Value Iteration in Gridworld Example

Note

Some of the figures quote utility - this is synonymous to value

  • To solve the non-linear equations for \(v^{*}(s)\) we use an iterative approach.
  • Steps:
    • Initialize estimates for the utilities of states with arbitrary values: \(v(s) \leftarrow 0 \forall s \epsilon S\)
    • Next use the iteration step below which is also called Bellman Update:

\[v_{t+1}(s) \leftarrow R(s) + \gamma \underset{a}{ \max} \left[ \sum_{s^{'}} P(s^{'}| s,a) v_t(s^{'}) \right] \forall s \epsilon S\]

This step is repeated and updated
  • Let us apply this to the maze example. Assume that \(\gamma = 1\)

val-iter-initial

Initialize value estimates to \(0\)

Value Iteration

  • Next we want to apply Bellman Update: \[v_{t+1}(s) \leftarrow R(s) + \gamma \max_{a} \left[\sum_{s^\prime} P(s^\prime | s,a)v_t(s^\prime) \right] \forall s \epsilon S\]
  • Since we are taking \(\max\) we only need to consider states whose next states have a positive utility value.
  • For the remaining states, the utility is equal to the immediate reward in the first iteration.

States to consider for value iteration

Value Iteration (t=0)

\[ v_{t+1}(s_{33}) = R(s_{33}) + \gamma \max_a \left[\sum_{s^{'}} P(s^{'}| s_{33},a)v(s^{'}) \right] \forall s \in S \]

\[ v_{t+1}(s_{33}) = -0.04 + \max_a \left[ \sum_{s'} P(s'| s_{33},\uparrow) v_t(s'), \sum_{s'} P(s'| s_{33},\downarrow)v_t(s'), \sum_{s'} P(s'| s_{33},\rightarrow) v_t(s'), \sum_{s'} P(s'| s_{33}, \leftarrow)v_t(s') \right]\]

\[v_{t+1}(s_{33}) = -0.04 + \sum_{s^{'}} P(s^{'}| s_{33},\rightarrow) v_t(s^\prime) \]

\[v_{t+1}(s_{33}) = -0.04 + P(s_{43}|s_{33},\rightarrow)v(s_{43})+P(s_{33}|s_{33},\rightarrow)v(s_{33})+P(s_{32}|s_{33},\rightarrow)v_t(s_{32}) \]

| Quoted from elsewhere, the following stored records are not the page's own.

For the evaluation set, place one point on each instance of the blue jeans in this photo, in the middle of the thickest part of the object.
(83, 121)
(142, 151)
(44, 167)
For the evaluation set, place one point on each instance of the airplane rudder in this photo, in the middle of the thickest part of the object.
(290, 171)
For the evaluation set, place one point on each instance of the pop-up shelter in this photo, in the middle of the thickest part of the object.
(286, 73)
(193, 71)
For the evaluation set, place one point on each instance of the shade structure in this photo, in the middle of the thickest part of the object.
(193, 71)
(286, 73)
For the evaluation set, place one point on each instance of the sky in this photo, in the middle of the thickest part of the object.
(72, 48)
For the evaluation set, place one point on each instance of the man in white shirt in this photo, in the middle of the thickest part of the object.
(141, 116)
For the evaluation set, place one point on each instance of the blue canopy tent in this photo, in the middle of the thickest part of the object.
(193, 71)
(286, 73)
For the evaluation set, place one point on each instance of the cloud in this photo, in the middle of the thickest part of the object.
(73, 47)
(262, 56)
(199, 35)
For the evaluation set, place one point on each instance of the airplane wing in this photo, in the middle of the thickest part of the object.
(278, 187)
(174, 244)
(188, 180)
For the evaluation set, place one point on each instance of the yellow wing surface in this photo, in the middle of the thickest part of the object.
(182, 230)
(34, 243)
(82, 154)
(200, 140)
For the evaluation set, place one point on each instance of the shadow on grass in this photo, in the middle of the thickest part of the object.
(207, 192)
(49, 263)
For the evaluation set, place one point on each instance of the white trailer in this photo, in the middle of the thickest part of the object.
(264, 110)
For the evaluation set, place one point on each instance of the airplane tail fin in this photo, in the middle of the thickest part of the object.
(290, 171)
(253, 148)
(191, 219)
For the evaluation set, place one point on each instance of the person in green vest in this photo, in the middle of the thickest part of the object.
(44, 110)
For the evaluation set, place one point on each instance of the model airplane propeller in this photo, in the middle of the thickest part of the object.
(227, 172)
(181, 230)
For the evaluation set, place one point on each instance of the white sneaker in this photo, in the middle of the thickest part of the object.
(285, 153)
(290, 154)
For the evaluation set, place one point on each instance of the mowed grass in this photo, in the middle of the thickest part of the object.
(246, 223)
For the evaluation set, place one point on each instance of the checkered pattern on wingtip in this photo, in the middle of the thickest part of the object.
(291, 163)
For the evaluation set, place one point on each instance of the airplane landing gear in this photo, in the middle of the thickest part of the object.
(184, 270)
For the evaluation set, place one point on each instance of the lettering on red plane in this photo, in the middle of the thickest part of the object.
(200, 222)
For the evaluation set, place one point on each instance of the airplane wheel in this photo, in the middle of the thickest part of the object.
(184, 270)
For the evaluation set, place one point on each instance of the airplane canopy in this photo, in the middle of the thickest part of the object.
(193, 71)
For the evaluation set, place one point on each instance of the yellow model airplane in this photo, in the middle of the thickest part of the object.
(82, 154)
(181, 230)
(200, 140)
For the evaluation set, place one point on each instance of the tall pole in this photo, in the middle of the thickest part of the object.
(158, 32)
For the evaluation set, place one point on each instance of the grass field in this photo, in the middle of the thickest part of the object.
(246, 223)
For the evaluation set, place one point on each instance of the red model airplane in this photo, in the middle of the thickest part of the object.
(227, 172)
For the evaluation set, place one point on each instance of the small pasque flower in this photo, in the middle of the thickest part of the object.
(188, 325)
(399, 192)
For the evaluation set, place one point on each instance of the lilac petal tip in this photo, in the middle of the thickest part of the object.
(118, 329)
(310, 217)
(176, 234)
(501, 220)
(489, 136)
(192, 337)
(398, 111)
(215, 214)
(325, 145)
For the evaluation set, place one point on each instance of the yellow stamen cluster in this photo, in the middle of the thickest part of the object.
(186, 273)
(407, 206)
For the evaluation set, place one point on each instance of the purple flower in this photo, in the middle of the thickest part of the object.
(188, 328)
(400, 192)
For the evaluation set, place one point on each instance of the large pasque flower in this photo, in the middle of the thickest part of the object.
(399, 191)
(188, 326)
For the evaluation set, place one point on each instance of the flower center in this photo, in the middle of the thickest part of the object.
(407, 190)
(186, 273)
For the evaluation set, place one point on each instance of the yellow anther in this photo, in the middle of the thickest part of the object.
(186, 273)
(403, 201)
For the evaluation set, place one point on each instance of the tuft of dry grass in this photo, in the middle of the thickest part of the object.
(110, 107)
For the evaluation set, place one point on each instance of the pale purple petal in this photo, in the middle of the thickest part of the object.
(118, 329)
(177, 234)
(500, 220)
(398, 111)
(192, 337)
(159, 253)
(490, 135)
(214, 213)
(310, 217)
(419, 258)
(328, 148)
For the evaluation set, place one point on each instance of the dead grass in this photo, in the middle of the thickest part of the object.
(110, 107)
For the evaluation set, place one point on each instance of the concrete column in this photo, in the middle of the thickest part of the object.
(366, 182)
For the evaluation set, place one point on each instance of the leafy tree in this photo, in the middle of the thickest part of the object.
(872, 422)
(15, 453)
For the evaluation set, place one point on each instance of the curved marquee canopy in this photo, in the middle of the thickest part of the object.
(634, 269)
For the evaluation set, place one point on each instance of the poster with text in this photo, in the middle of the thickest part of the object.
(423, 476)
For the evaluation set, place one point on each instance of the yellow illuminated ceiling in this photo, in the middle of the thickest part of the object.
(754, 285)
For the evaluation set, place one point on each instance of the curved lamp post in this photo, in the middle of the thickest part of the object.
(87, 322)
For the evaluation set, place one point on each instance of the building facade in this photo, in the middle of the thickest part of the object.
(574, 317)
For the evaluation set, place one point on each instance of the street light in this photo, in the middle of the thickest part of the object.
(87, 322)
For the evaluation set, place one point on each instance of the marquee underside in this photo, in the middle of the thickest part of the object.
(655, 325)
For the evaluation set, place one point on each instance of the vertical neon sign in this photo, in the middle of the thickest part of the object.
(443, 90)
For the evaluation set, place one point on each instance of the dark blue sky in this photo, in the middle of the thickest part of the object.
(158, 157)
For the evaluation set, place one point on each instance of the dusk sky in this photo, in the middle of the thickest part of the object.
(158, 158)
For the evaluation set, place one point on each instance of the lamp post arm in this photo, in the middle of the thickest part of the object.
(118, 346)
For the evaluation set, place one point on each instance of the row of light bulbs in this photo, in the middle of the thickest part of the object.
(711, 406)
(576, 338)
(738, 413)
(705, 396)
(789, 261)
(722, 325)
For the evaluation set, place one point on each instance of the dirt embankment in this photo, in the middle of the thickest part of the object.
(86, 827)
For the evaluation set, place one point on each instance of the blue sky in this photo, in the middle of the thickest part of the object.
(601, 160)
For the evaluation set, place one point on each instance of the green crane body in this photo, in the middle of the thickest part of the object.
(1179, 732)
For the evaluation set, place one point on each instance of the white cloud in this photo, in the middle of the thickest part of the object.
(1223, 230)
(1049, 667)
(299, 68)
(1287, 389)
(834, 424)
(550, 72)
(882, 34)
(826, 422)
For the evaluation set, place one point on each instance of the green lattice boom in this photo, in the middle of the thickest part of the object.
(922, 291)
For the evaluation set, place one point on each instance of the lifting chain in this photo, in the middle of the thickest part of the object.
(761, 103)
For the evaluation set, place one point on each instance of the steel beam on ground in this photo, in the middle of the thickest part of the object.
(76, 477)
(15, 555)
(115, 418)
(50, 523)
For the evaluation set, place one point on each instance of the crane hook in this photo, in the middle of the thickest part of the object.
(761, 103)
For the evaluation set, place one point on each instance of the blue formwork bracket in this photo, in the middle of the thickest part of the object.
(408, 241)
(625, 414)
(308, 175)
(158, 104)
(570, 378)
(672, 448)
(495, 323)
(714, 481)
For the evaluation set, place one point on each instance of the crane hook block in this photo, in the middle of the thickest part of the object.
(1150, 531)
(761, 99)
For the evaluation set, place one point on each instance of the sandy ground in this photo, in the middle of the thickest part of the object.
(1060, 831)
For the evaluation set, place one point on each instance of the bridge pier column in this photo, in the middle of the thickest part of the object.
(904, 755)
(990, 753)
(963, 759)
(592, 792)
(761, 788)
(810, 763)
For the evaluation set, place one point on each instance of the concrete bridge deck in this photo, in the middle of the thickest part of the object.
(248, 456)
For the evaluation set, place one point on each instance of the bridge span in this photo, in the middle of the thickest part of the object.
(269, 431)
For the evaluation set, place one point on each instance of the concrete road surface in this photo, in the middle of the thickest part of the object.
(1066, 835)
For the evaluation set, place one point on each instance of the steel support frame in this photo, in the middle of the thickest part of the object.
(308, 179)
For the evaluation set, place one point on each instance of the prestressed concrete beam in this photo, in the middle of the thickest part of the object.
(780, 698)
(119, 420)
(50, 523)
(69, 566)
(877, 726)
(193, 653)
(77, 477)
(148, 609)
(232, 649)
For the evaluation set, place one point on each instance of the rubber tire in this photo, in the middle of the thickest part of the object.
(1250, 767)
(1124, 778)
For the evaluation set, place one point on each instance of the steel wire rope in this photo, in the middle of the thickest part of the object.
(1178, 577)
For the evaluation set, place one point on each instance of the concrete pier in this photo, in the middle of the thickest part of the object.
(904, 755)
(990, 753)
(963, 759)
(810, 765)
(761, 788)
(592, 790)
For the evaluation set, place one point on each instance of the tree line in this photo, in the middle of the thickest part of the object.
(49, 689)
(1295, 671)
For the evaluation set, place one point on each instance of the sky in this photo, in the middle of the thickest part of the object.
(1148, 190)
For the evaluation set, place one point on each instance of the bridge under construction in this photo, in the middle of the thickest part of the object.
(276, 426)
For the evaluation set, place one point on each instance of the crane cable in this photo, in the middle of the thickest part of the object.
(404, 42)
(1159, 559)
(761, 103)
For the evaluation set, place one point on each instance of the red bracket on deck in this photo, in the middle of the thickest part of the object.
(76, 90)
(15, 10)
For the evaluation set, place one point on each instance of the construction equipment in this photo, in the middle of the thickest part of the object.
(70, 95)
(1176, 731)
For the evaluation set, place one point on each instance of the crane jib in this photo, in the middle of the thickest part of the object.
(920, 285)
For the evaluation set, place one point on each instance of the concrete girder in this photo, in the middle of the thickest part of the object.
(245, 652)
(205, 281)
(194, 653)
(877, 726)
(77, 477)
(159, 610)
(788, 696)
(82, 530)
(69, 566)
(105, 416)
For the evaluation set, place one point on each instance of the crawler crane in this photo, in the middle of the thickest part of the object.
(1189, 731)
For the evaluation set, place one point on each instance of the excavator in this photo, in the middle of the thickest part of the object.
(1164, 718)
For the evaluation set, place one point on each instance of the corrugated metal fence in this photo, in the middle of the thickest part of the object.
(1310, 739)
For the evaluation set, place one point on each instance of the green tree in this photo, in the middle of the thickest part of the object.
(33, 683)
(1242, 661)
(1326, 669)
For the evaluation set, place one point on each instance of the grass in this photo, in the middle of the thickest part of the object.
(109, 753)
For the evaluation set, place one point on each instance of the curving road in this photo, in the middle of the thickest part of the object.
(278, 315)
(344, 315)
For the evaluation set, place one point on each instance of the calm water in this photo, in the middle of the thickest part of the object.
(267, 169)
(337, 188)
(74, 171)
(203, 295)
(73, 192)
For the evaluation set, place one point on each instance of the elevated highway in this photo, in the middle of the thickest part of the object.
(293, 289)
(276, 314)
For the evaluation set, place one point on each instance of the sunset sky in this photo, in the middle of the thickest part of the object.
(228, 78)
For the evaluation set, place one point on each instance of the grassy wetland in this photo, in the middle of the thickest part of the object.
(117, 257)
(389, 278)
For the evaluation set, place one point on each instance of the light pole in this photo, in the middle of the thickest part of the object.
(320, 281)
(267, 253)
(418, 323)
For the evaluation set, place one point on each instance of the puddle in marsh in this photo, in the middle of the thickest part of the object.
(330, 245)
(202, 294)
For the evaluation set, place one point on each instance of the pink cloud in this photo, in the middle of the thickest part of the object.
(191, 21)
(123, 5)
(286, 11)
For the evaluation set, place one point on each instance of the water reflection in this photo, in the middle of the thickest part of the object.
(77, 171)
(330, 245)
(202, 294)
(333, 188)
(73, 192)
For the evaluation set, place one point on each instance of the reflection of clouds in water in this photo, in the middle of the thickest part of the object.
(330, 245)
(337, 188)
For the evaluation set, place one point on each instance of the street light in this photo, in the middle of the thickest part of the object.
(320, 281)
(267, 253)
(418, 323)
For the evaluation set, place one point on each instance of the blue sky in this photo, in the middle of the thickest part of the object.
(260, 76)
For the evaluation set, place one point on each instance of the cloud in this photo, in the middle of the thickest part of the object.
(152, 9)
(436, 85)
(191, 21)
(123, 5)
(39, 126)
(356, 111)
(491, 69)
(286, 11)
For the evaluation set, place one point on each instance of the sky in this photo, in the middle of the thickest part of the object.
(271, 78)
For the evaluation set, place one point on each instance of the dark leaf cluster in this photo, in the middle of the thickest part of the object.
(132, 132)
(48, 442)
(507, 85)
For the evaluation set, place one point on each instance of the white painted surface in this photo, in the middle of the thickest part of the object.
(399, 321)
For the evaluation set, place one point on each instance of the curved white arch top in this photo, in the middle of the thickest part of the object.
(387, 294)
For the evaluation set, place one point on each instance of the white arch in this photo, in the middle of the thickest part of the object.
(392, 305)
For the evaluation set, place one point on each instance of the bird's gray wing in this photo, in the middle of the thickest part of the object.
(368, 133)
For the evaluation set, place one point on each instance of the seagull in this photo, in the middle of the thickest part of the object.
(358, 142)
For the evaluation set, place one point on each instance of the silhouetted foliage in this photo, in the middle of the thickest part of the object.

\[v_{t+1}(s_{33}) = -0.04 + 0.8 \times 1 + 0.1 \times 0 + 0.1 \times 0 = 0.76 \]

Value Iteration (t=1)

val-iter-step2

(A) Initial utility estimates for iteration 2. (B) States with next state positive utility

\[v_{t+1}(s_{33}) = -0.04 + P(s_{43}|s_{33},\rightarrow)v_t(s_{43})+P(s_{33}|s_{33},\rightarrow)v_t(s_{33}) +P(s_{32}|s_{33},\rightarrow)v_t(s_{32}) \]

\[v_{t+1}(s_{33}) = -0.04 + 0.8 \times 1 + 0.1 \times 0.76 + 0.1 \times 0 = 0.836\]

\[v_{t+1}(s_{23}) = -0.04 + P(s_{33}|s_{23},\rightarrow)v_t(s_{23})+P(s_{23}|s_{23},\rightarrow)v_t(s_{23}) = -0.04 + 0.8 \times 0.76 = 0.568\]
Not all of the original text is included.